Le sale operatorie di esistenza

di Mariasole Ariot
*scritto in occasione della festa di Nazione Indiana 2025 per “La scena del tempo – tra passato e presente”
“Lei non voleva stare, la misero a gambe all’aria
con la baionetta e la squarciarono”
Costanza C. 1944
(Guerra Totale, Gribaudi)
Precipitano dai cieli come collassi, arterie che si tacciano a un futuro ancora incerto ma deciso:
le nubi che non sanno i temporali ci crollano dall’alto, di gambe spalancate per un bimbo già
morto solo morto già nel prima di arrivare a compimento.
Ai nomi è tolto un nome, strappato come vesti in ospedali senza porte senza tetti, persone con
le teste mutilate, l’elenco delle case a sparizione delle cose: tagliare una ferita a cielo aperto,
affinano le buche collinari di una donna, s’infettano del sangue già ammalato: non sono
baionette sono uncini. Che strappano i presenti dalle costole del tempo.
E dicono scavare proprie fosse, un ultimo dei letti che non porta che terriccio e sassi e nuche, le pietre si trasformano a giacigli, il fango nella bocca che prega le sementi: ma quanto è vuoto un mondo, ma quanti sono i mondi che sappiamo ricordare.

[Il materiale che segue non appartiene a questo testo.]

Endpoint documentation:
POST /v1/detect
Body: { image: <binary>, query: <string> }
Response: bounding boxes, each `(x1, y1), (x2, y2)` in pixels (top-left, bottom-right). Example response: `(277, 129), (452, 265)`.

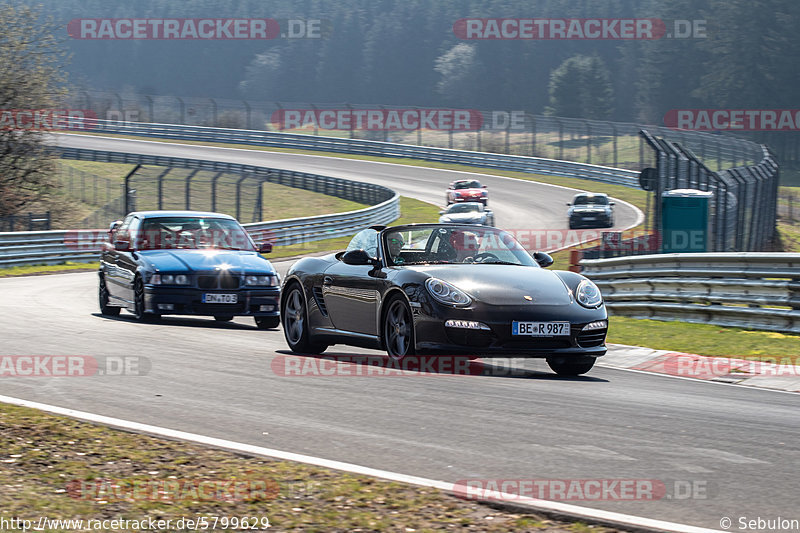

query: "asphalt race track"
(0, 136), (800, 530)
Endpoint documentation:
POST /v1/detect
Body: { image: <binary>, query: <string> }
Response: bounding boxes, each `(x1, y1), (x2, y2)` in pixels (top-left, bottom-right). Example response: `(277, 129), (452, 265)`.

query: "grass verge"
(0, 404), (614, 533)
(608, 316), (800, 364)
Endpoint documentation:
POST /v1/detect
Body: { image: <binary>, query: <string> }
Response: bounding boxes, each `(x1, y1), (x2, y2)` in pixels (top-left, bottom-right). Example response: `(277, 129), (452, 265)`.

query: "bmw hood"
(138, 250), (275, 273)
(408, 264), (574, 306)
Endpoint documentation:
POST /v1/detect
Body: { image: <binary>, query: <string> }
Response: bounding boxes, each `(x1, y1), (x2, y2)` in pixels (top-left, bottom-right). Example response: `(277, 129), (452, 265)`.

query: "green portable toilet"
(661, 189), (714, 253)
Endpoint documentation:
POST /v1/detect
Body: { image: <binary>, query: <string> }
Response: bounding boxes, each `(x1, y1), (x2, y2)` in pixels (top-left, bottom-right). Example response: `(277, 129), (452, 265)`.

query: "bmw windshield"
(134, 217), (256, 251)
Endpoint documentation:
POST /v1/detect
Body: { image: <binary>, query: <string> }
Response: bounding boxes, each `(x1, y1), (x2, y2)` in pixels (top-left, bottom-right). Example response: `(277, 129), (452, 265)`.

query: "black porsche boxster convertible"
(281, 224), (608, 375)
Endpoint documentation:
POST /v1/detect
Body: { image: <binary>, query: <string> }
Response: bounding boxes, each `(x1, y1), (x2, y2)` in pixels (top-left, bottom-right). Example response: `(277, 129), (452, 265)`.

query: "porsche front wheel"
(383, 296), (415, 360)
(281, 283), (327, 354)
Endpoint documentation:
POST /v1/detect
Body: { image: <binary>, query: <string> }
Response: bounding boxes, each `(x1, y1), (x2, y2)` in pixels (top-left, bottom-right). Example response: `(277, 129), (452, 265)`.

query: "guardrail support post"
(123, 165), (142, 215)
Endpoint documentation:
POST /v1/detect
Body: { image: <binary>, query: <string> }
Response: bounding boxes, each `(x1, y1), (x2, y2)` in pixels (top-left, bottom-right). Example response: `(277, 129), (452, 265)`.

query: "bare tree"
(0, 5), (66, 216)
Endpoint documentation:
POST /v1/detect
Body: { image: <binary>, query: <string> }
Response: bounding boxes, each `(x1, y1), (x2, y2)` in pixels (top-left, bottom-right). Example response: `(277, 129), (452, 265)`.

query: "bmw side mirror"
(532, 252), (554, 268)
(342, 249), (378, 265)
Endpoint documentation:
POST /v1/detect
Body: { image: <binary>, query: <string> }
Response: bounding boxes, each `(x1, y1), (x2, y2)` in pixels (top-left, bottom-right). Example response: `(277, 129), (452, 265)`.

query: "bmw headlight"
(425, 278), (472, 307)
(244, 274), (280, 287)
(575, 279), (603, 309)
(150, 274), (189, 285)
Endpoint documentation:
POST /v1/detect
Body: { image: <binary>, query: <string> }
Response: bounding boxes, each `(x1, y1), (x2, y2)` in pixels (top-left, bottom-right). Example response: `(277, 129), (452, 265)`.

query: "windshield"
(446, 202), (483, 213)
(453, 181), (481, 189)
(573, 196), (608, 205)
(135, 217), (255, 251)
(383, 224), (538, 266)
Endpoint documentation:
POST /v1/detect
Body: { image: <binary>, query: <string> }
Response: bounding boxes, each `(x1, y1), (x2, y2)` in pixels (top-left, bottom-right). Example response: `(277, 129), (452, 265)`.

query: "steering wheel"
(464, 252), (500, 263)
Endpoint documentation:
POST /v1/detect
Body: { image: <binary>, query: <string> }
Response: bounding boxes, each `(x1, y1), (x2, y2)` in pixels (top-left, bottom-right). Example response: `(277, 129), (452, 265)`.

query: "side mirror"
(342, 249), (378, 265)
(532, 252), (554, 268)
(108, 220), (122, 237)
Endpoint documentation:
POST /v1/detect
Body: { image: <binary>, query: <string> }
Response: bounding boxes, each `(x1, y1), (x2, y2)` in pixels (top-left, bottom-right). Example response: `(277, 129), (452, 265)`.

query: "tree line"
(7, 0), (800, 123)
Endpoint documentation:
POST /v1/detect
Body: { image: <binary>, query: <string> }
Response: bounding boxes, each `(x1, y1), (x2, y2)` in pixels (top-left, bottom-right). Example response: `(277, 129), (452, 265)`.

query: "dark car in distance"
(445, 180), (489, 205)
(439, 202), (494, 226)
(99, 211), (280, 329)
(567, 192), (614, 229)
(281, 224), (608, 375)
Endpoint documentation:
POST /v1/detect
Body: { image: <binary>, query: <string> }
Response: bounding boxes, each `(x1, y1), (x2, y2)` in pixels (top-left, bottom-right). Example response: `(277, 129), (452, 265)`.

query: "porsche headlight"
(425, 278), (472, 307)
(575, 279), (603, 309)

Rottami disperati si rifugiano alla notte, arrivano macerie di insepolti, rosicchiano per fare delle donne un fiorellino, profanano minuscole esistenze e le corolle, saccheggi massacri e bruciature, le masse non comportano una resa.
Elaborano le morti come albe già calate, i soli puntellati sono occhi – lo spreco di due cieli, le
piccole cellette in cui si attendono le corde. E quante corde non conoscono le teste, quante
teste nascondono una tomba.
Picchiate con la canna dei fucili già pronti forti eretti per violare. La terra si insinua a stringere le stelle che non fanno le stellate: esplose le scintille si salvano cordoni ombelicali, la pioggia incastonata nella sete non dice il perdonare: dice il giorno della morte di una presa: dice basta per bastare alla condanna: dannati sono gli altri che non siamo, le figlie non protette dalle scure, le madri che si prestano per fare dei collari un nuovo collo.
Hai visto lo straziare di uteri ammalati, hai visto dire prendimi non prenderla, giacere per dare un nuovo posto, al posto di una vergine che presta le sue buche.
Hai visto le sale operatorie di esistenze, ostetriche che avvisano gli aperti rovinati.
Hai detto che è impossibile parlare, silenzi ricuciti e poi slabbrati.
Hai detto che t’infrangono un sigillo: ti sfrangi come il resto di uno straccio.
Il cranio di un uccello e la sanguigna si schiudono alle ossa: è questa la domanda del passato: lo iato che si scuce, i corpi dilaniati da due tempi.